The Negative Effects of Yelling at Your Kids

  • The negative effects of yelling at your kids can be far-reaching and long-lasting.
  • Yelling can damage your child’s self-esteem and sense of worth, and it can also lead to behavioral problems.
  • If you find yourself yelling at your kids, try to take a step back and calm down before you say anything else. There are other ways to discipline your children that don’t involve yelling.

“Yelling” has become the modern-day spanking, Michele Borba, Ed.D., author of Unselfie: Why Empathetic Kids Succeed in Our All-About-Me World.

And guess what? Michele is right.

Look around you in any public place, and you will see parents using their raised voices as a way to control and discipline their children.

It’s the go-to method for many moms and dads.

Let’s be honest. We’ve all done it.

In the heat of the moment, we raised our voices and yelled at our kids.

It’s normal to feel frustrated or angry at times, but how we express those emotions can have a big impact on our children.

There is evidence that yelling can be harmful to both short-term and long-term child development.

In the short term, it can cause children to feel anxious, stressed, and insecure.

This can lead to problems such as difficulty sleeping, problems in school, and even depression.

In the long term, yelling can damage the parent-child relationship and hinder a child’s emotional development.

Today, we’re going to take a look at the negative effects of yelling at your kids and some tips on how to stop the cycle.

Let’s get started!

Before we dive into the effects of yelling, it’s important to understand why parents do it in the first place.

Why do parents yell?

There are a few common reasons:

  • To release anger and frustration: We all have moments where we feel like we’re about to explode. Yelling can be a way to release that pent-up anger and frustration.
  • To get attention: Sometimes, parents yell because they feel like they’re not being heard. If you’ve been trying to get your child’s attention and it’s not working, it can be tempting to yell.
  • Because it’s learned behavior: In some cases, parents yell because it’s a learned behavior. If you grew up in a household where yelling was the norm, it could be tough to break that cycle.
  • To discipline: Yelling is often used as a form of discipline. However, it’s important to remember that yelling is ineffective discipline.

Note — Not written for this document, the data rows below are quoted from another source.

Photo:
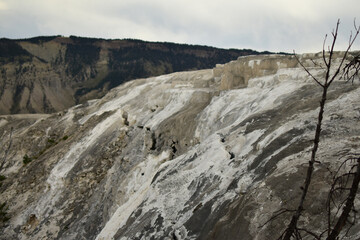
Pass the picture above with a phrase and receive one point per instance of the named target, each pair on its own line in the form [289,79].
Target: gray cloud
[276,25]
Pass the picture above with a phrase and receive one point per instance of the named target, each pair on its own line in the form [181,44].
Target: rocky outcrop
[50,74]
[236,74]
[178,157]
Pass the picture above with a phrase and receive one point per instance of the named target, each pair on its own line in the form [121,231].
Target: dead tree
[292,229]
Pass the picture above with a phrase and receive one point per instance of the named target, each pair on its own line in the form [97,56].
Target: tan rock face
[50,74]
[236,74]
[173,157]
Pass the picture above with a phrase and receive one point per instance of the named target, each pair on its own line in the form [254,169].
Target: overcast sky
[274,25]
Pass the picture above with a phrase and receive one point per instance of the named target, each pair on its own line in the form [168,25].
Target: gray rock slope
[209,154]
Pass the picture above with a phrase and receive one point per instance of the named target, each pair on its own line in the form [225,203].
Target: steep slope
[50,74]
[208,154]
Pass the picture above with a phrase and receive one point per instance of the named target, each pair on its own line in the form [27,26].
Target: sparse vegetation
[335,223]
[3,213]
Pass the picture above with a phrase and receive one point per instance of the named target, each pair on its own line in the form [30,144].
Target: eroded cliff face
[51,74]
[190,155]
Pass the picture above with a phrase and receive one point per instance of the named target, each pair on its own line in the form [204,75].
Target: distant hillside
[49,74]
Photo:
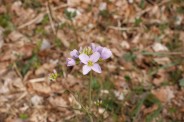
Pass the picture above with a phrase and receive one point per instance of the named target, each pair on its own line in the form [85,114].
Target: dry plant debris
[143,80]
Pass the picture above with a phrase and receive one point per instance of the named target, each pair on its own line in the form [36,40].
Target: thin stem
[90,99]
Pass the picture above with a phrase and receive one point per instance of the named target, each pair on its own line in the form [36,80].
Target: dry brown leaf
[63,38]
[42,88]
[161,77]
[58,101]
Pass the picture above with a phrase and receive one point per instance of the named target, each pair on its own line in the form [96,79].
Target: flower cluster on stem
[90,57]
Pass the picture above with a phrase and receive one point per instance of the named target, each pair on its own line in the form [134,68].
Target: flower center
[90,63]
[87,50]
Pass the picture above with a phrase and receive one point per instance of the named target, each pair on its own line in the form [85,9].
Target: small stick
[50,18]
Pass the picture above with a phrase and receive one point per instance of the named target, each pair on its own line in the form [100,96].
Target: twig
[122,28]
[50,18]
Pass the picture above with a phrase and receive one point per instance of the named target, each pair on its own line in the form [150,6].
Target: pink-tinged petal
[96,67]
[86,69]
[74,54]
[95,57]
[70,62]
[99,49]
[84,58]
[106,53]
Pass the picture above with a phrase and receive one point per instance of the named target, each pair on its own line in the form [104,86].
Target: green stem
[90,99]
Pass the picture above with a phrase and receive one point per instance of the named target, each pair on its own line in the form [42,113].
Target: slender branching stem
[90,96]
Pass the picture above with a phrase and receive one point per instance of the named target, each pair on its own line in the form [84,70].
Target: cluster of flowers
[89,56]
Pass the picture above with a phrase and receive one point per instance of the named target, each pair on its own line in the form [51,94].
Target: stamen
[90,63]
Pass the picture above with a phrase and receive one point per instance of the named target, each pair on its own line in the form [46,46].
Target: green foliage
[181,82]
[180,10]
[23,116]
[111,105]
[129,56]
[5,22]
[70,15]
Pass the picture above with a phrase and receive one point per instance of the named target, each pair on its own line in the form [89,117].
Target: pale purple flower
[70,62]
[74,54]
[90,63]
[105,53]
[96,48]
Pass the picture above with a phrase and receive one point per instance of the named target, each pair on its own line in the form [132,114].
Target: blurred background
[143,80]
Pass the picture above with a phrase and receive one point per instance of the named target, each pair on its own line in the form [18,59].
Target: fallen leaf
[164,94]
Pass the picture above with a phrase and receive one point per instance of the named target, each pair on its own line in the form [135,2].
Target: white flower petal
[96,68]
[84,58]
[95,57]
[86,69]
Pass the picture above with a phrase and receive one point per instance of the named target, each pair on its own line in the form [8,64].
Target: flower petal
[74,54]
[94,57]
[96,48]
[86,69]
[106,53]
[70,62]
[84,58]
[96,67]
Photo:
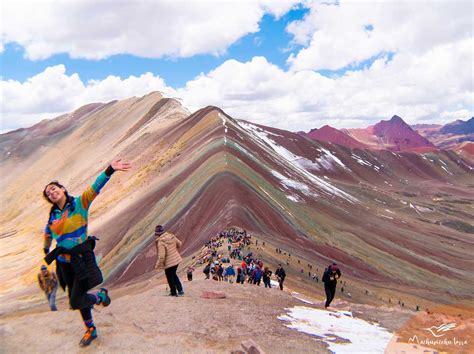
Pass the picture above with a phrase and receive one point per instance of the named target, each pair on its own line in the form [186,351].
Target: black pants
[280,282]
[330,289]
[173,280]
[79,299]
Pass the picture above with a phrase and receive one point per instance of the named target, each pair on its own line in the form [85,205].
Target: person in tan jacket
[169,258]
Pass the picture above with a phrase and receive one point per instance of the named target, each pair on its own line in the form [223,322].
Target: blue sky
[291,64]
[272,42]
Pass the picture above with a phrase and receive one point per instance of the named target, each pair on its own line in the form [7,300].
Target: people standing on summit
[167,245]
[76,265]
[281,275]
[330,276]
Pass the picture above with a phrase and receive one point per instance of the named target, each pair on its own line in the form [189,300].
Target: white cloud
[53,92]
[337,36]
[429,78]
[419,88]
[96,30]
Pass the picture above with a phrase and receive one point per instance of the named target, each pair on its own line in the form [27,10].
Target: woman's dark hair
[57,184]
[69,199]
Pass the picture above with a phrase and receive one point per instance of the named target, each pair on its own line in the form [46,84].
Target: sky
[294,65]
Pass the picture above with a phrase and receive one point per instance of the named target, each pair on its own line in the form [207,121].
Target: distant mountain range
[396,135]
[385,213]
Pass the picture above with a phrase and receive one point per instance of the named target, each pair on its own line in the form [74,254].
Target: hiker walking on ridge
[189,273]
[76,266]
[267,273]
[281,275]
[48,282]
[330,276]
[169,258]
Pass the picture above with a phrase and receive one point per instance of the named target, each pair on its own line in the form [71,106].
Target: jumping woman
[76,266]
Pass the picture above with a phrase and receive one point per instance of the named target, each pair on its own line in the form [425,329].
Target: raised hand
[118,165]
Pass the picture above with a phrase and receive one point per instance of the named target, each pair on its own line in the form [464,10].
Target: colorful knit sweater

The negative effects of yelling at your kids

There is no doubt that yelling can be effective in getting a child’s attention.

But what many parents don’t realize is that yelling can also have a number of negative effects.

Yelling sends the message that anger is an acceptable way to express oneself.

This can lead to kids feeling like it’s okay to lash out in anger, which can lead to aggression and bullying.

Quick question:

When you yell at your kids, do they yell back?

Do they treat you with the same disrespect that you’ve shown them?

If so, it’s likely because they’ve learned that it’s okay to express anger in that way.

Yelling can damage the parent-child relationship.

When kids are constantly berated, they can start to feel like they’re not good enough or that their parents don’t love them.

This can lead to trust issues and make it difficult for kids to open up to their parents about their problems.

Yelling can cause long-term damage to a child’s emotional development.

Research has shown that children who are constantly exposed to yelling and other forms of verbal abuse are more likely to have emotional problems, such as anxiety and depression, in adulthood.

Also, sleep disturbances, hyperactivity, and behavioral issues are some of the most common problems noted in children who are raised in homes where yelling is the norm.

In short, it is a physiological fact that when we yell, our body goes into “fight or flight” mode.

This is the same response that happens when we feel threatened or in danger.

So, when we yell at our kids, it triggers their stress response, which can lead to a whole host of problems, both in the short-term and long-term.

So next time you’re tempted to yell at your child, remember that there are better ways to get their attention.

And that yelling can have lasting consequences.

Other alternatives to yelling

There are other alternatives to yelling that can be just as effective, if not more so.

One option is to state your expectations calmly and firmly.

This lets your child know that you are serious without resorting to raised voices.

Another option is to take a break from the situation.

If you feel like you are about to lose your cool, step away for a few minutes to calm down.

Take a walk around the block or go into another room and take some deep breaths. 

This will help you to avoid saying something you may later regret.

Another strategy is to provide clear and consistent rules and consequences.

This helps children to understand what is expected of them and what will happen if they don’t follow the rules. 

Finally, try to provide positive reinforcement when your child behaves in the way you want them to.

This will help them to understand what is expected of them, and it will also make them more likely to repeat desired behavior in the future.

With a little patience, you can find other alternatives that work better.

In Conclusion

While yelling may be effective in the short term, it can have a number of negative consequences in the long term.

Yelling can damage the parent-child relationship, cause emotional problems, and lead to sleep disturbances and behavioral issues.

So try to avoid yelling at your kids and instead opt for alternatives that will be more effective in the long run.


Kids are going to make mistakes, and that’s okay.

Try to focus on the positive aspects of their behavior and praise them when they do something well.

This will help reinforce good behavior and make it more likely that they’ll continue to behave in a positive way.